For years, climate scientists have been making the case that we can and must limit the increase of the average global temperature to no more than two degrees Celsius compared to temperatures before widespread industrialization.
A recent study finds that may be harder to do than we expected.
The study, published in the journal Scientific Reports, has found that temperatures over land will continue to rise until the world finds a kind of climate equilibrium, even if we manage to keep greenhouse gas emissions at current levels.
Presently the oceans are acting as a massive heat sink, which brings down the rate of increase in the average global temperature, but doesn’t do much to impact rising land temperatures.
Eventually the oceans will have exhausted their ability to function as a heat sink, and the globe will reach equilibrium at a higher temperature than previously predicted.
“Even if carbon dioxide were somehow stabilized at current levels, additional warming will occur as we move towards an equilibrium state,” said lead author Dr.
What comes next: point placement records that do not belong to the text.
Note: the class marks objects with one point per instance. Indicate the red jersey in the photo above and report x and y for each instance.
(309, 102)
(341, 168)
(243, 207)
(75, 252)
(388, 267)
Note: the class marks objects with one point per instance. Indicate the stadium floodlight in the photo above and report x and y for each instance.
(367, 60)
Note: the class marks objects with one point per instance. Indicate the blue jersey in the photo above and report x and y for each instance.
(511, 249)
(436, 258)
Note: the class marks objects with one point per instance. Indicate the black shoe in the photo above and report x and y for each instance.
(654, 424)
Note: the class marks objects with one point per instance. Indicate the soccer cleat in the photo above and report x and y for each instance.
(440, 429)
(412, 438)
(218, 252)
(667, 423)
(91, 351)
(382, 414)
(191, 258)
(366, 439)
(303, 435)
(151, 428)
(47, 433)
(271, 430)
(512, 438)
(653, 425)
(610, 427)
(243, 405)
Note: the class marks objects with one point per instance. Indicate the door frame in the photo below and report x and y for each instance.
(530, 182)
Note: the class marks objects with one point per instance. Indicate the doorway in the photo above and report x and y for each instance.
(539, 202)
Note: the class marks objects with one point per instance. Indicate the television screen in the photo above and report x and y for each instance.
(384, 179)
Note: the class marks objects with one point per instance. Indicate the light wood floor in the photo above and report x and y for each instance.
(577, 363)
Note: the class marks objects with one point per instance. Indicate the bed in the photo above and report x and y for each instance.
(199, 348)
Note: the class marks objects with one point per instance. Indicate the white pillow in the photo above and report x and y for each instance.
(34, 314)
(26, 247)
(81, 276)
Chris Huntingford from the UK’s Centre for Ecology & Hydrology.
What this means is that even if the average global temperature change is limited to only two degrees, land temperatures are going to be warmer than that. This will impact most of human life, and a lot of plant and animal life as well.
That may not be easy, though, but knowing what we do about how temperatures work over land versus over water, we can develop better ways to address those temperature changes.
Increased land temperatures will require us to find new or modified ways to mange crops, cities, livestock and natural spaces.
Of all life on the planet, humans are the best able to adapt to rising temperatures. We know what’s happening and why. Our plant and animal neighbors, however, are stuck relying on us to undo or mitigate the problems we’ve caused for the whole neighborhood.